Use it to host DataLad datasets, Apptainer images, and large inference outputs.

.. contents:: Topics
   :local:
   :depth: 1

S3 special remote
-----------------
* We follow the "GitHub metadata + Arbutus S3 content" pattern documented in
  ``notes/datalad-plan.md``.
* Configure credentials via ``setup/datalad_config.sh`` (ignored by git).
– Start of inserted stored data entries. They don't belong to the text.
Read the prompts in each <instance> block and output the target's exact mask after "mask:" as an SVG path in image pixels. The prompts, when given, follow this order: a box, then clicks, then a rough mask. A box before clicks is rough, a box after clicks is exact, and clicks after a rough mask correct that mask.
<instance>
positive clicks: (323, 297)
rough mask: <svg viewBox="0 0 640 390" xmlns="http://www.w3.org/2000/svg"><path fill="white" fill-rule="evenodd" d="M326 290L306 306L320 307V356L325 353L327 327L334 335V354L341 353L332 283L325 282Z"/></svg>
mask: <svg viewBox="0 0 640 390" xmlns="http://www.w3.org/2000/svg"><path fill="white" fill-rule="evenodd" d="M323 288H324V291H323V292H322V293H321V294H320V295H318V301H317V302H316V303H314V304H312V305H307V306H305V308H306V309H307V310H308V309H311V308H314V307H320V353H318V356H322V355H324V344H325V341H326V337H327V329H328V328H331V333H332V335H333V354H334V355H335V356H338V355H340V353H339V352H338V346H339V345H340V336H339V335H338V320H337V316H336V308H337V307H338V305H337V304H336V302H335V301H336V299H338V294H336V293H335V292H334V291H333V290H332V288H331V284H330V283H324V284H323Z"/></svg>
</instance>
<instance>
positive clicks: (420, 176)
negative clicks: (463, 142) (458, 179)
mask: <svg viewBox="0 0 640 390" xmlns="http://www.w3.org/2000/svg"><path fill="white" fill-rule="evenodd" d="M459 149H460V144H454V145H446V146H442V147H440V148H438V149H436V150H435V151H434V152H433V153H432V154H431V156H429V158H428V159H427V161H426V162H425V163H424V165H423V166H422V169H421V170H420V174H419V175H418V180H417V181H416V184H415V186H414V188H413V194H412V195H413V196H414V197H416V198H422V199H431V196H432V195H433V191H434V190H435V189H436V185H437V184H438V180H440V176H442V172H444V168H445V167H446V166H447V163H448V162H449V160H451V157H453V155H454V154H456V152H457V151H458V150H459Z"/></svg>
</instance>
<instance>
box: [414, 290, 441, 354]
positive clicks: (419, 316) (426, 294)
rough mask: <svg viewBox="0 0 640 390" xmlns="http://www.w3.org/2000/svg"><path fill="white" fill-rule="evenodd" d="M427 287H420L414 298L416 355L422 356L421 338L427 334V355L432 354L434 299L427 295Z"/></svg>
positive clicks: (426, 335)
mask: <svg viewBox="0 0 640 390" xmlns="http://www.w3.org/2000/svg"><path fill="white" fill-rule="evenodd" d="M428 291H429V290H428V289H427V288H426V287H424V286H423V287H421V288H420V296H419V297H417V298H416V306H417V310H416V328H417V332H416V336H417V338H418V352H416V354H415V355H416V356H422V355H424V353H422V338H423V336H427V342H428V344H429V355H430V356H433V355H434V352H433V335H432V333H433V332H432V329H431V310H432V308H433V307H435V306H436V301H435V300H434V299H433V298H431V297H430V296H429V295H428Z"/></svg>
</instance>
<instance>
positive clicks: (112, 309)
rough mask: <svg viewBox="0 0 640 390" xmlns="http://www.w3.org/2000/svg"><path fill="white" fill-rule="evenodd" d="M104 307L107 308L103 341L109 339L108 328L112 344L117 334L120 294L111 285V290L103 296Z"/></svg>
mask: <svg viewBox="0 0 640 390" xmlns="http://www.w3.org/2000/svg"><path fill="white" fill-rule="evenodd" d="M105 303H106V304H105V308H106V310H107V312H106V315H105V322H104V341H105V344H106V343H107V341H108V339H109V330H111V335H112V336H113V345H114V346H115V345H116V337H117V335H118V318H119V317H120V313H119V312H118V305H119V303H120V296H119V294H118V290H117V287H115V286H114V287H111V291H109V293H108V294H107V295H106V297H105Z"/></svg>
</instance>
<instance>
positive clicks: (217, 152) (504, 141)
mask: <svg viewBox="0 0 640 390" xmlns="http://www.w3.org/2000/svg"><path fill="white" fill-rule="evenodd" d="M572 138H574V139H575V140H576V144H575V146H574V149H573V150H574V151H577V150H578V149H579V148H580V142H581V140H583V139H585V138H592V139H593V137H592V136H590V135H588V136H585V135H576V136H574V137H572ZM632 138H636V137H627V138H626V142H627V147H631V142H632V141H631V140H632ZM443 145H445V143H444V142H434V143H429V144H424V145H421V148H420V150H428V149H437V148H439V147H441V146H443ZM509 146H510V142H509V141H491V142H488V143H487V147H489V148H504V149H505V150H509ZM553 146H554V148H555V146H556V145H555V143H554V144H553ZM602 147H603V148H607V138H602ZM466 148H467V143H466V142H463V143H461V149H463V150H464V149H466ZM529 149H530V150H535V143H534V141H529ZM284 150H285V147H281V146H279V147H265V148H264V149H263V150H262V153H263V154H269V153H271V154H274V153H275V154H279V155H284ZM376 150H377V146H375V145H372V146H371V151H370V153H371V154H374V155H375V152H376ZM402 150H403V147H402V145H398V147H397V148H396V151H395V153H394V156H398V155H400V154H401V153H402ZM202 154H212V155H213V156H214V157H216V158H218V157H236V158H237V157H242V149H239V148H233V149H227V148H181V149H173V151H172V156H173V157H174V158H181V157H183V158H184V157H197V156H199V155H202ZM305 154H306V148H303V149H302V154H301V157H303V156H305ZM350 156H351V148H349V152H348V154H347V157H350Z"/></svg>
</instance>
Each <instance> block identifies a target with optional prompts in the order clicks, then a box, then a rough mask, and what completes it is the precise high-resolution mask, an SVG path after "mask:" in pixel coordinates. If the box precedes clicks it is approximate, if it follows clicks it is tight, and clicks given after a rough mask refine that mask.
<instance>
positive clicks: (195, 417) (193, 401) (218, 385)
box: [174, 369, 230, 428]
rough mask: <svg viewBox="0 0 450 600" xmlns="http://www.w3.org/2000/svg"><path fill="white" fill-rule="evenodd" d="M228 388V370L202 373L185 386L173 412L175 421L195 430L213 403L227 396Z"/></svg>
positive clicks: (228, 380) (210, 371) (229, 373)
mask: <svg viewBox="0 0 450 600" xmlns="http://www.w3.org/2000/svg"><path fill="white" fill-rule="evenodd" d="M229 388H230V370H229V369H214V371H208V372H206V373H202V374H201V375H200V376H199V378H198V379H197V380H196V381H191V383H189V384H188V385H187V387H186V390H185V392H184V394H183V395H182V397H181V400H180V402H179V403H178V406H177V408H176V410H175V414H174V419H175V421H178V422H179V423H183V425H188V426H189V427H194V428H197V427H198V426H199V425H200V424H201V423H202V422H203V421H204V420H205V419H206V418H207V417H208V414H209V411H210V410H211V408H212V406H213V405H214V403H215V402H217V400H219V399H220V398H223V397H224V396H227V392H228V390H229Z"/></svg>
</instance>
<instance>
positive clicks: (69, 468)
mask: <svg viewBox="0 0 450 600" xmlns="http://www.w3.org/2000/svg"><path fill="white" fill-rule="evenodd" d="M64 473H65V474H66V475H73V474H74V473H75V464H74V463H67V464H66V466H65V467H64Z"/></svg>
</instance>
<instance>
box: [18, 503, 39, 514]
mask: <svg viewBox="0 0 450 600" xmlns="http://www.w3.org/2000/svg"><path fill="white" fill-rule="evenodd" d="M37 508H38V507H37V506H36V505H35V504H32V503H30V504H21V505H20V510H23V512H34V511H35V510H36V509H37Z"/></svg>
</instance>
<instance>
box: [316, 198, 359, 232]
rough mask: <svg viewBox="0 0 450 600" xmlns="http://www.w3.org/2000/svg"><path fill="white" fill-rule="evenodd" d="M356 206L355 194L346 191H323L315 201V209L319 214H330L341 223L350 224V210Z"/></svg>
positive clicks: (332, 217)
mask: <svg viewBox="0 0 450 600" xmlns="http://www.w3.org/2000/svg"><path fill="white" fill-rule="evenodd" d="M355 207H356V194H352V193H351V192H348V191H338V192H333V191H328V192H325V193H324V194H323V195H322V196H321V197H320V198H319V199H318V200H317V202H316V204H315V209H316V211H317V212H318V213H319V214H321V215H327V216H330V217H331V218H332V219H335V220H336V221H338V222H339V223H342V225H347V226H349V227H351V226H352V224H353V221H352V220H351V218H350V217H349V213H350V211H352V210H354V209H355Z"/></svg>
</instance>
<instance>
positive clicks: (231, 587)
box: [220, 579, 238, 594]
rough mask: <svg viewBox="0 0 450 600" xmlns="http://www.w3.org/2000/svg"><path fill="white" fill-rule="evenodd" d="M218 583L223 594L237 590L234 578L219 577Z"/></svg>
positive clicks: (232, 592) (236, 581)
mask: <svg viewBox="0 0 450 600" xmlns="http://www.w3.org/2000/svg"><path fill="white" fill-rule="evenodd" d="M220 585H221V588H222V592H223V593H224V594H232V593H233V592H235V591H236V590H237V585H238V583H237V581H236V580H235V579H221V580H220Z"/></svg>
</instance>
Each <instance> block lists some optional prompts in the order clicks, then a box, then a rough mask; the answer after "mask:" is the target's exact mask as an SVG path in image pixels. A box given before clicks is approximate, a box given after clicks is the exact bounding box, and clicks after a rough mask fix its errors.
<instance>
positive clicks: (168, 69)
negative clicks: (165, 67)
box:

Required variables:
  ``AWS_ACCESS_KEY_ID``, ``AWS_SECRET_ACCESS_KEY``, ``S3_ENDPOINT_URL``, ``S3_BUCKET_NAME``,
  ``GITHUB_ORG``, ``GITHUB_REPO_NAME``.
* The bootstrap script ``scripts/setup_bogus_datalad.sh`` demonstrates how to:
  1. ``datalad create`` the dataset.
  2. Copy audio fixtures into ``audio/``.
  3. Run ``git annex initremote arbutus-s3 ...`` which creates the bucket automatically.
  4. ``datalad create-sibling-github`` to publish the metadata repo.
* If the script fails after creating the bucket, delete the bucket (or its ``git-annex-uuid`` object)
  manually before rerunning; reuse support is still fragile.

POSIX workspace layout
----------------------
* Keep source repo, virtual environments, and containers under ``/project/<pi>/badc`` so Sockeye and
  Chinook share paths.
* Store large artifacts (e.g., aggregated CSVs) under ``/data/<pi>/badc`` if you need higher
  quotas; symlink them back into the DataLad dataset when saving commits.
* When Sockeye jobs write telemetry to ``$SCRATCH`` via ``--sockeye-log-dir``, rsync that directory
  back to Chinook alongside the DataLad pushes so log + resume files remain reachable for audits.

Dataset lifecycle example
---------------------------
1. On your workstation, prepare manifests and telemetry folders under ``data/datalad/<name>``.
2. ``datalad save`` to capture the changes locally, then ``datalad push --to origin`` (GitHub metadata).
3. From Chinook, run ``datalad update --how=merge`` followed by ``datalad get`` for any new audio/manifest paths.
4. After Sockeye jobs finish and push artifacts back (see the "Run Inference on Sockeye" how-to), execute ``datalad push --to arbutus-s3`` on Chinook to ensure annexed WAVs land in the bucket.
5. Record the sync in ``CHANGE_LOG.md`` so collaborators understand which dataset revision reached Chinook.

Publishing changes
------------------
1. Stage work in the dataset: ``datalad save -m "Add GNWT-290 chunks"``.
2. Push metadata to GitHub: ``datalad push --to origin``.
3. Push annexed content to Chinook: ``datalad push --to arbutus-s3``.
4. Record the commands in ``CHANGE_LOG.md`` per ``AGENTS.md``.

Credential rotation
--------------------
* Store AWS/GitHub tokens in ``setup/datalad_config.sh`` and source it before running the helper scripts.
* When rotating credentials, issue ``datalad siblings configure --name arbutus-s3 ...`` to update stored access keys without recreating the dataset.
* Validate connectivity with ``git annex testremote arbutus-s3`` before launching large transfers.

Credential hygiene
------------------
* Never commit ``setup/datalad_config.sh``; the filename is already gitignored.
* When sharing instructions, reference environment variables rather than pasting secrets.
* On Sockeye, export the same variables in ``~/.bashrc`` or ``~/.bash_profile`` if the job needs to
  talk to Chinook directly (e.g., ``datalad push --to arbutus-s3`` inside a batch script).